Awesome post! I have only cross country skied in Alaska and I really want to get back into it. I am thinking I am going to have to make a point to go next winter cause I miss the snow!

jill said...

Ed, why wait until next winter? We'll have plenty of snow likely through April...:)

Lindsey said...

I have never cross country skied before...regular skiing and show shoeing.... I may have to bug a certain Aunt of mine to take me :)

Carol O said...

Hi Jill...interesting blog, and that's my fave photo of you so far. Makes me wish I were 64 again!
I skied cross country with a surgeon and his wife in Maine, in 1999. I was in Lincoln, relieving the CRNA in their small hospital.
The DOC called me early on a Saturday, said " we're both on call, how about we go cross country to the lake?"

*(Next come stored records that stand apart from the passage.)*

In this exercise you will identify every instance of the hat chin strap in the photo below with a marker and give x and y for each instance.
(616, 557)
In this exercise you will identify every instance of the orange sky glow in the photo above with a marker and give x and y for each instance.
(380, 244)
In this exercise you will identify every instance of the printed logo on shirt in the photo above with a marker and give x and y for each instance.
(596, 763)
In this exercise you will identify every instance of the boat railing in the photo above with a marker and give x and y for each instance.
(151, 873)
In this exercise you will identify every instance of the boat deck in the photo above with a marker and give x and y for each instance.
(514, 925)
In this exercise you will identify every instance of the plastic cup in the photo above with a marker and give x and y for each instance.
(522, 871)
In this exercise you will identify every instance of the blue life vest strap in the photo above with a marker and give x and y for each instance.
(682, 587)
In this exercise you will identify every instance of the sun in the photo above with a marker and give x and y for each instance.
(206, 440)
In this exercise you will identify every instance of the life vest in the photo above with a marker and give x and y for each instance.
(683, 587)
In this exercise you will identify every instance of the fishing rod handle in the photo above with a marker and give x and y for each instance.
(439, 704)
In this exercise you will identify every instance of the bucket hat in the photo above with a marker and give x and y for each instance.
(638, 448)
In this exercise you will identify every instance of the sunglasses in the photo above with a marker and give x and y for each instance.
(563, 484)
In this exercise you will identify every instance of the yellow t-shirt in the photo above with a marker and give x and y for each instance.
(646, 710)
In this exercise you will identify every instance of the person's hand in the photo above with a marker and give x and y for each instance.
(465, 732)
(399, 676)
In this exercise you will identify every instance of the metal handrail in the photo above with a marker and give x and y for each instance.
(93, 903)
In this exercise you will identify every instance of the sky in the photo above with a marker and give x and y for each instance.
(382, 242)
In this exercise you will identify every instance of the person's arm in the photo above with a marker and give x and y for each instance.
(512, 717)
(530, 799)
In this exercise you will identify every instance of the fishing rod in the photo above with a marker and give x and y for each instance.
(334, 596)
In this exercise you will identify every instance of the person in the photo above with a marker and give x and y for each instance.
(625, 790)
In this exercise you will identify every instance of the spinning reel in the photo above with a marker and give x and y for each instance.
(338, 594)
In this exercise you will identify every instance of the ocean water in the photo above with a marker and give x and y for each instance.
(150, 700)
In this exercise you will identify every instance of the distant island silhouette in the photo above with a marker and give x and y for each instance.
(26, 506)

Led by their Husky breaking trail for us, we skied ( my first time cross country skiing--I was used to Vail's groomed and fantastic slopes--)
through forest to the lake, on soft new powder. The sight lives on in my mind: coming out from grey forest , opening out to clear bright sky shining on unbroken snow atop the frozen lake..I did say it was early.

We stood silently, absorbing the quiet.

Then, across the lake--perhaps 75 yards away--we saw a family of otters, sledding, tobogganing down the little hill onto the lake. They'd scramble back up, like children vying to get there first, then belly flop down again.
We just looked at each other, not breaking the silence, but grinning with the fun of it.
The Husky sat on his haunches, quiet as well.

We never let the otters know we were there, and chose not to ski onto the lake.

Went back to their converted barn house, ate chili and homemade biscuits, fed their 3 Pit bulls and the Husky, and languished.
Our beepers didn't go off all weekend.
Magic.

Suezy Proctor said...

Miss cross country skiing in the Method Valley. Nice post, beautiful photography, and...Are sporting a new red coat???

Suezy Proctor said...

Miss cross country skiing in the Method Valley. Nice post, beautiful photography, and...Are sporting a new red coat???

jill said...

Carol, what an enchanting story! Sounds like a magical night. Thanks for sharing.

Suezy,that photo is from 2013. I still have that jacket but it's much more worn and a bit worse for the wear. I was also 20 pounds lighter. :) Working on that now.